On ne discute pas du destin

l-qudrah ma feehaash ‘inaad

Un nouveau jugement divin est arrivé

Ja hukm ejdid

La terre l’a appelé

Torba nadatu

Son heure est venue et sa vie était courte

Wafa’ ajlu l-‘umr eqsaar

Le sentiment d’impuissance contre ce sort a poussé le poète à s’adresser à Dieu en le priant pour venger la mort de Farhat Hached. Il le supplie d’infliger les châtiments les plus sévères contre ces assassins, pour qu’ils brûlent et qu’ils soient torturés. Cela met en évidence le fort sentiment d’impuissance et de colère qui a pu être ressenti à cette époque.

Dans les deux chansons, le poète a emprunté plusieurs termes du lexique religieux musulman pour désigner les assassins de Hached et les décrire, comme :

Français

Arabe phonétique

Corrompus 

Ness Fossed 

Peuple des Romains

Qum Errwama 

Gredins 

el-awghad 

Mécréants 

el-koffar 

Licencieux 

el-foojar 

Des mécréants-chrétiens

kofra ness nasranya 

Dans la culture populaire, d’après l’ensemble des personnes interrogées, tous ceux qui n’étaient pas musulmans étaient considérés comme mécréants, alors que dans l’Islam, les chrétiens et les juifs sont considérés comme « gens du Livre » ou « ahl al-kitâb ». Le poète, en utilisant un vocabulaire religieux, insiste sur l’aspect religieux du crime et considère la mort de Hached comme un acte de martyre pour Dieu. Devant un sentiment d’impuissance contre ce drame, le poète s’agrippe à dieu et le prit pour qu’il les punisse et leurs inflige les plus durs des châtiments.
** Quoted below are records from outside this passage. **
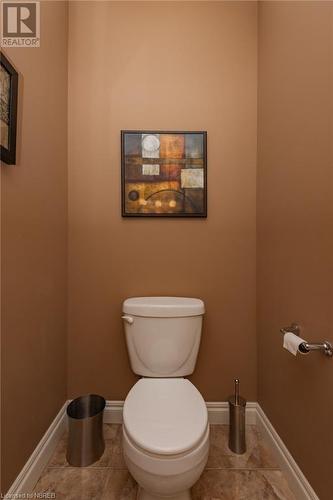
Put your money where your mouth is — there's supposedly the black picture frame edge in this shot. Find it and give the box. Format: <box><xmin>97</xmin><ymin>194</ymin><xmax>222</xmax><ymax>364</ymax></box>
<box><xmin>120</xmin><ymin>130</ymin><xmax>208</xmax><ymax>219</ymax></box>
<box><xmin>0</xmin><ymin>51</ymin><xmax>18</xmax><ymax>165</ymax></box>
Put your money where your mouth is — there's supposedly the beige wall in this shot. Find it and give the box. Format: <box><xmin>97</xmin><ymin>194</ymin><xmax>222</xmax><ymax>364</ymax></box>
<box><xmin>68</xmin><ymin>2</ymin><xmax>257</xmax><ymax>400</ymax></box>
<box><xmin>258</xmin><ymin>2</ymin><xmax>333</xmax><ymax>500</ymax></box>
<box><xmin>1</xmin><ymin>2</ymin><xmax>67</xmax><ymax>491</ymax></box>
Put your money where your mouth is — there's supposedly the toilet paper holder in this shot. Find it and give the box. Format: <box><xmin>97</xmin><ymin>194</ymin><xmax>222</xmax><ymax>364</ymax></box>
<box><xmin>280</xmin><ymin>323</ymin><xmax>333</xmax><ymax>357</ymax></box>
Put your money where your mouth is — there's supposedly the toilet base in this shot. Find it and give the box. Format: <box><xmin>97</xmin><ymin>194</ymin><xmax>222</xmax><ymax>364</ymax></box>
<box><xmin>137</xmin><ymin>488</ymin><xmax>192</xmax><ymax>500</ymax></box>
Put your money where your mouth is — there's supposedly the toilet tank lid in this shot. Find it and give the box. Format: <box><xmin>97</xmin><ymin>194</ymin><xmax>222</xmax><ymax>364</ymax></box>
<box><xmin>123</xmin><ymin>297</ymin><xmax>205</xmax><ymax>318</ymax></box>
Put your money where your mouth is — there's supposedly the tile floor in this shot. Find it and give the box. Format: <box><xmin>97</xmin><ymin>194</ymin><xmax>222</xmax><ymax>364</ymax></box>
<box><xmin>34</xmin><ymin>424</ymin><xmax>295</xmax><ymax>500</ymax></box>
Incitation à la résistance et à la rébellion

Dans le premier couplet de la deuxième chanson, Whichi chante :

Français

Arabe phonétique

Les truands

qum el azfet

Ils veulent que le peuple vive en esclaves

yh’ebbu el-umma ta’ish a’bid    

Et la nation est réveillée

w el-umma h’yet

Nous voulons vivre libres (des maîtres)

nh’ebbu lkolna na’ishu syad

Affrontons les gredins

nsoddu lawghad

Refusons la tyrannie

ma nh’bboush el-istebdad

On remarque l’utilisation dans la première chanson d’un mot emprunté à l’arabe standard, الاستبداد (al-Istebded), qui signifie « tyrannie ». Ce mot a été intégré dans le lexique dialectal tunisien grâce aux discours des dirigeants du mouvement de résistance nationale de l’époque, qui nourrissaient leur langage de termes de l’arabe littéraire.

Tandis que la première chanson se présentait plutôt comme une documentation de faits historiques et de chants de lamentation, la deuxième chanson adopte un ton plus révolté et militant, insistant sur la nécessité de la rébellion et de l’affrontement pour refuser l’esclavage du colonisateur. Le poète exprime la volonté de tout le peuple tunisien (en utilisant le pronom « nous » à la première personne du pluriel) de se libérer de l’oppression coloniale et affirme que la nation est prête à se battre pour une vie meilleure, marquée par la dignité et l’égalité. Le couplet se conclut sur un appel à l’insurrection, mettant ainsi en évidence la détermination du peuple tunisien à se libérer de l’oppression coloniale.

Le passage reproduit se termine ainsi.